Indonesia Dalam Paradigma Baru Khilafah
- Penulis : Dimas Anugerah Wicaksono
- Minggu, 17 Juli 2022 20:34 WIB

Beliau saw tidak mengutus sahabat sebagai Gubernur kecuali ke wilayah-wilayah yang penguasanya secara suka rela bergabung dengan Beliau saw di Madinah. Jadi hukum asalnya umat Islam boleh memiliki lebih dari satu pemimpin politik.
Lalu bagaimana dengan hadits nabi saw yang menyuruh membunuh khalifah yang kedua setelah dibai’at khalifah yang pertama? Adanya khalifah karena adanya khilafah. Wujudnya khilafah karena adanya batas-batas negara khilafah.
Tanpa batas negara, khilafah tidak ada. Tanpa batas khilafah hanya ada dalam imajinasi.
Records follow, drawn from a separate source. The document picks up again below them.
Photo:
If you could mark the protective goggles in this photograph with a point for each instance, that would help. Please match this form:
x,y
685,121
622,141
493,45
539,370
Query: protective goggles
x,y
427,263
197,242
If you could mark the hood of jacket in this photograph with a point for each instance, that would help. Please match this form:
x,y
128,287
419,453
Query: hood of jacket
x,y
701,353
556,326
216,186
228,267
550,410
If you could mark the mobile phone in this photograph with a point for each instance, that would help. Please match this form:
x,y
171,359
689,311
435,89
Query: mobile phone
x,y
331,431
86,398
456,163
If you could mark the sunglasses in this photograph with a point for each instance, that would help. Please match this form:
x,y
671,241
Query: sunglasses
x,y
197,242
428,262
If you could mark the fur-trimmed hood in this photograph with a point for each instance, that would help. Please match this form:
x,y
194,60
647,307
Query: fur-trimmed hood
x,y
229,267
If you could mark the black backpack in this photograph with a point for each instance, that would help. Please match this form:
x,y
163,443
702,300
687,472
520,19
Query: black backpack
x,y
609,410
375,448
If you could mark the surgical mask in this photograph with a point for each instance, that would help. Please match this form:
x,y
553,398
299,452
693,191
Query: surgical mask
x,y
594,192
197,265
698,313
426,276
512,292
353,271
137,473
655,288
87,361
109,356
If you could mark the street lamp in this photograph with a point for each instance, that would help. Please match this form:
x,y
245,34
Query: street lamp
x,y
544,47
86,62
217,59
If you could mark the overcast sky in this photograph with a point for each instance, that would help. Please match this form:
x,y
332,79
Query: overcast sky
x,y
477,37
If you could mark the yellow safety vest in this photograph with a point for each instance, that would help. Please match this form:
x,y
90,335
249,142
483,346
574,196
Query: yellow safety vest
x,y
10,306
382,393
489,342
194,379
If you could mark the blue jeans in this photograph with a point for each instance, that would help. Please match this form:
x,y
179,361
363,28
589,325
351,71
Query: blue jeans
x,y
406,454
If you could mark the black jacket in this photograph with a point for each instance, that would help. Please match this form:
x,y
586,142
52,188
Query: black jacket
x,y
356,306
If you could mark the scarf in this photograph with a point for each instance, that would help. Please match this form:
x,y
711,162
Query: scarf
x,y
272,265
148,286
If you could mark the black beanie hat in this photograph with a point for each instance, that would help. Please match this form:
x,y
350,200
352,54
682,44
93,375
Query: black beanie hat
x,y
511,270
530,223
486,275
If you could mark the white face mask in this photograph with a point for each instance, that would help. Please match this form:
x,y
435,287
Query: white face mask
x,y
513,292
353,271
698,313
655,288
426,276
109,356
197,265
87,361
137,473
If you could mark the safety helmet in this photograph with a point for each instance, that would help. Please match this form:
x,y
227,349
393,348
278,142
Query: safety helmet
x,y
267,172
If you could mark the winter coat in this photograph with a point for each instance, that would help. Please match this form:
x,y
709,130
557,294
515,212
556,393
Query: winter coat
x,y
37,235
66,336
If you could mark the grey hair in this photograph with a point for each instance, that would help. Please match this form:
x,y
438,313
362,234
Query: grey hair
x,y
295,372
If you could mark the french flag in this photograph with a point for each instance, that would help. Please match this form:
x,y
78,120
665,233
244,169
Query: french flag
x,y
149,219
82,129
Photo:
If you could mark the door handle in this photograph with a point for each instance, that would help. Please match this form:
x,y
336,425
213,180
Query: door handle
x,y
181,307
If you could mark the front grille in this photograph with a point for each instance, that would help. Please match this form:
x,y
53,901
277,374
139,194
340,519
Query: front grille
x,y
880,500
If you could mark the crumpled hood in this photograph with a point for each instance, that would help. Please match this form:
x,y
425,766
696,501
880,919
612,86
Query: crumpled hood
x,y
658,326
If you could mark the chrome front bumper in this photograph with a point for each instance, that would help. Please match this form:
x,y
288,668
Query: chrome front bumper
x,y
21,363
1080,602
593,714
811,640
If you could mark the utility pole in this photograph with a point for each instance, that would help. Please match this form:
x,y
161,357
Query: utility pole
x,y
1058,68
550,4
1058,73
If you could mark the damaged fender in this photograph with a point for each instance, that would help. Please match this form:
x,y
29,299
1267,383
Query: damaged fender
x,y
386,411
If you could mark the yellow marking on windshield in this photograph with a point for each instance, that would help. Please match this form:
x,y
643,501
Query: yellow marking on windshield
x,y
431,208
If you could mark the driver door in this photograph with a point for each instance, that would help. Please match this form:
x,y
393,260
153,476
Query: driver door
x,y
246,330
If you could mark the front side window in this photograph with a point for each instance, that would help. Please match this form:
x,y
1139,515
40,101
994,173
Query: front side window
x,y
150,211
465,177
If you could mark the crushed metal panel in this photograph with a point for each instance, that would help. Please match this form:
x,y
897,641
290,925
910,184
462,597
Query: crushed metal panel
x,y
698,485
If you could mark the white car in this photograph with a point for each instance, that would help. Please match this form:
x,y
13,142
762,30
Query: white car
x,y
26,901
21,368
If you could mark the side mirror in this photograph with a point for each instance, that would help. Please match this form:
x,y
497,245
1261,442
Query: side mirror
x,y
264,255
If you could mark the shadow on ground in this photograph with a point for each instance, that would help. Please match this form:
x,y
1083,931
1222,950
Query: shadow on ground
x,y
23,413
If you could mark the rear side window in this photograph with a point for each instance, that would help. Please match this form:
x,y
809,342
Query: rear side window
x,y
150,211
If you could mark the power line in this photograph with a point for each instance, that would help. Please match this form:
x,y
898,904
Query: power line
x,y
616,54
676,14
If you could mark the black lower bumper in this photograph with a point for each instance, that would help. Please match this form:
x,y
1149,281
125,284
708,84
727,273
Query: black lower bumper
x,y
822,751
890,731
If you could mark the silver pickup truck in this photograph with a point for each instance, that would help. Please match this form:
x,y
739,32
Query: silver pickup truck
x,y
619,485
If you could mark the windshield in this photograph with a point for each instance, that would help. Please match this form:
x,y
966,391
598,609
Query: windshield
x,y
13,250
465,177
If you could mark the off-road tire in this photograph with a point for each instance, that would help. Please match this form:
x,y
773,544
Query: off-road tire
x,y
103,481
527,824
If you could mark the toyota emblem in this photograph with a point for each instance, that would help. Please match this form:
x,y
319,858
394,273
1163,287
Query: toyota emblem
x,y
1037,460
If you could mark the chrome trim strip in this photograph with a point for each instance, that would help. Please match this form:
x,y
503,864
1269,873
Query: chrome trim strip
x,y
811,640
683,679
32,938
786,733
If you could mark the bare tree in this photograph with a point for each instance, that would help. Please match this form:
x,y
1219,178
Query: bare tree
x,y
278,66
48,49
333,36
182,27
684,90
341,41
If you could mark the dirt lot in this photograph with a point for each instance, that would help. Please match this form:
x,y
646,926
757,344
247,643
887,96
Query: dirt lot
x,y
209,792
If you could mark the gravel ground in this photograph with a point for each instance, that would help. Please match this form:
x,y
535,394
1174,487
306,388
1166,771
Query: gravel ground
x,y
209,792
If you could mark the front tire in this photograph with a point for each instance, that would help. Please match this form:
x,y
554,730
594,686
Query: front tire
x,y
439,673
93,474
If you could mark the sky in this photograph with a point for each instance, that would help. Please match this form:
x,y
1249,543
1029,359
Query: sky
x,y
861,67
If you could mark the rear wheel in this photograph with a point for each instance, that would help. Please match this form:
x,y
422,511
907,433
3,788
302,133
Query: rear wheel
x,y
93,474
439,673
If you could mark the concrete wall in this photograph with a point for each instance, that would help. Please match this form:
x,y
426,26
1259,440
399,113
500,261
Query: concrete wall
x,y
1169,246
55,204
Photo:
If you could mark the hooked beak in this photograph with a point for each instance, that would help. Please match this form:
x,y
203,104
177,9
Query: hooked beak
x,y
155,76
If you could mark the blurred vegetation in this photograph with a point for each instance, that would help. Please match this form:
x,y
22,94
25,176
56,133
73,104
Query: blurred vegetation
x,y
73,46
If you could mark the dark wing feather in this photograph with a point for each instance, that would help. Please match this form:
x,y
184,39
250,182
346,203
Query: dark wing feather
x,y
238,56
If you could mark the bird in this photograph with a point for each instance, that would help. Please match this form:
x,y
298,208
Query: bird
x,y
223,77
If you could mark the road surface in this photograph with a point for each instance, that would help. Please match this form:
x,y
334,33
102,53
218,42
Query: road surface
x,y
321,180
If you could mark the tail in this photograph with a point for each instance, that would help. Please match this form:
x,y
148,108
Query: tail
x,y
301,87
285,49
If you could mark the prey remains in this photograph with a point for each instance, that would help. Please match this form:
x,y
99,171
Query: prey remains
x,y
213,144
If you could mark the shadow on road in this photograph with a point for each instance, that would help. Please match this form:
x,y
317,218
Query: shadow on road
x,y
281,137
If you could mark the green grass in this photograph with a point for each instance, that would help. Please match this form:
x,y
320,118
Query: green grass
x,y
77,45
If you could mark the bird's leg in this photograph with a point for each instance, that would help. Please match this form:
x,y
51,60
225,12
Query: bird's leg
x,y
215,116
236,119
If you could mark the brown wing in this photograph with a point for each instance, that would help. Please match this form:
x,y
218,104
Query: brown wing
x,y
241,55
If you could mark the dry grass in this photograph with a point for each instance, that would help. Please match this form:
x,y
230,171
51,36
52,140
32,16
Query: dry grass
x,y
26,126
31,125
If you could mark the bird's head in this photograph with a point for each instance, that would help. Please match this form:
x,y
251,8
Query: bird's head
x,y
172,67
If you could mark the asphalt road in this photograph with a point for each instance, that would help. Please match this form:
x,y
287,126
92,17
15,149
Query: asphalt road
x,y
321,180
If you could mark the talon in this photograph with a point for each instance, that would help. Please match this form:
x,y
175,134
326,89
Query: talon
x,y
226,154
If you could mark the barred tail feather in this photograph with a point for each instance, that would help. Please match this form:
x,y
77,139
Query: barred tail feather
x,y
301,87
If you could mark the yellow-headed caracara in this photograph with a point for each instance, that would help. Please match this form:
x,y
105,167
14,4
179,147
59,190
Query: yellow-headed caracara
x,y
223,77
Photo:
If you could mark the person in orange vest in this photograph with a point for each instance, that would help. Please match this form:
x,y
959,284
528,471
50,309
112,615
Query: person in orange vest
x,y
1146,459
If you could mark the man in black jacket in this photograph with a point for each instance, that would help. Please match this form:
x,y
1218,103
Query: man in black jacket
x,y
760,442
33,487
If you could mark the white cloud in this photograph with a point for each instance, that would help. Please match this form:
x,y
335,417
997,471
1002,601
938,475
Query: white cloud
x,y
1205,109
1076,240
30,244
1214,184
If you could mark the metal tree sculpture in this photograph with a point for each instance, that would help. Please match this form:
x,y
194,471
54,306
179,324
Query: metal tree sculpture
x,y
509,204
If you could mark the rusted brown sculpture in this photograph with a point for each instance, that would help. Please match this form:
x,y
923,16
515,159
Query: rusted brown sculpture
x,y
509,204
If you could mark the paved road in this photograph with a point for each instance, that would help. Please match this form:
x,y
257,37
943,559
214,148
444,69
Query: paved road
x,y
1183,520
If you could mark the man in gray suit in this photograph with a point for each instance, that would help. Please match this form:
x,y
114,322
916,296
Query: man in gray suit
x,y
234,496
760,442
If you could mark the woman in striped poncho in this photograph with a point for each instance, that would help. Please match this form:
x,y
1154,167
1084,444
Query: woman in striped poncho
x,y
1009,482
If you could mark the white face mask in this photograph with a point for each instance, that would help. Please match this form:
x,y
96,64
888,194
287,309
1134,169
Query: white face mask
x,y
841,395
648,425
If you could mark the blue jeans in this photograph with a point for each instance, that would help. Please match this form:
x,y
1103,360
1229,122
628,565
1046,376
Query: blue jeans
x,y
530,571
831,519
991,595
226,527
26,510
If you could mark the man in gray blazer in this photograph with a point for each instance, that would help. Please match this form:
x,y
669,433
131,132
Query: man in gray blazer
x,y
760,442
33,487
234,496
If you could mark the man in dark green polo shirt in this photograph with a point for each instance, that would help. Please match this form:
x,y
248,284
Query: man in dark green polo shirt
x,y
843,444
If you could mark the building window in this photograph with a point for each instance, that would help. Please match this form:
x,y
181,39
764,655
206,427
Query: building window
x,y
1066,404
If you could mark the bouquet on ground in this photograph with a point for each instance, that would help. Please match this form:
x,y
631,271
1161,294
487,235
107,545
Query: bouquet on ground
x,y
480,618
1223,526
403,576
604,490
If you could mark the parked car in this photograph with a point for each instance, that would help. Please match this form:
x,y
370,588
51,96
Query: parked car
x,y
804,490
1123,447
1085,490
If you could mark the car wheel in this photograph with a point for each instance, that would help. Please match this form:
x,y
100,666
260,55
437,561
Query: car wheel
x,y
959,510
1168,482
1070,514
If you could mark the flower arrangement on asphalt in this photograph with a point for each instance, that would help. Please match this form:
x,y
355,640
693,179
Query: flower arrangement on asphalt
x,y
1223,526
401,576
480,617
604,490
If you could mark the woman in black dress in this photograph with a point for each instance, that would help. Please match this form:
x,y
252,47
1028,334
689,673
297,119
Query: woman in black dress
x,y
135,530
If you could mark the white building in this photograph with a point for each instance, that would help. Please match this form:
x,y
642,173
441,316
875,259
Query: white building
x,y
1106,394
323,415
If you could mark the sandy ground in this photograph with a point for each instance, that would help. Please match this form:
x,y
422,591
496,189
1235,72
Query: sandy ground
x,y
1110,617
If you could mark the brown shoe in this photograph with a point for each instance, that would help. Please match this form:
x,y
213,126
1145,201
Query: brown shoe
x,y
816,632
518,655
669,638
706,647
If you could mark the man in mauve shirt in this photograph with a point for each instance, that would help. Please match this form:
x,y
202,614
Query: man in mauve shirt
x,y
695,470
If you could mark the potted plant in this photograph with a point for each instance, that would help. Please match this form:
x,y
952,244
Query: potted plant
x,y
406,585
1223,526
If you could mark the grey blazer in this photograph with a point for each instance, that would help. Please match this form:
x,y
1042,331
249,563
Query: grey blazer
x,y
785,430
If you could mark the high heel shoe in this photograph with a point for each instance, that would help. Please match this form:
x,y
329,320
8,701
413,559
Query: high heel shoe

Karena ada batas negara khilafah maka ada hukum jihad dan ribath.
Konteks hadits wajib satu khalifah, bunuh yang kedua adalah dalam konteks satu negara bukan dalam satu dunia dan satu umat.
Baca Juga: Ketika Senjata Harus Diserahkan
Makna hadits tersebut, umat Islam dalam satu negara wajib mempunya satu kepala negara. Umat Islam di belahan dunia yang lain juga boleh memiliki negara dan kepala negara mereka.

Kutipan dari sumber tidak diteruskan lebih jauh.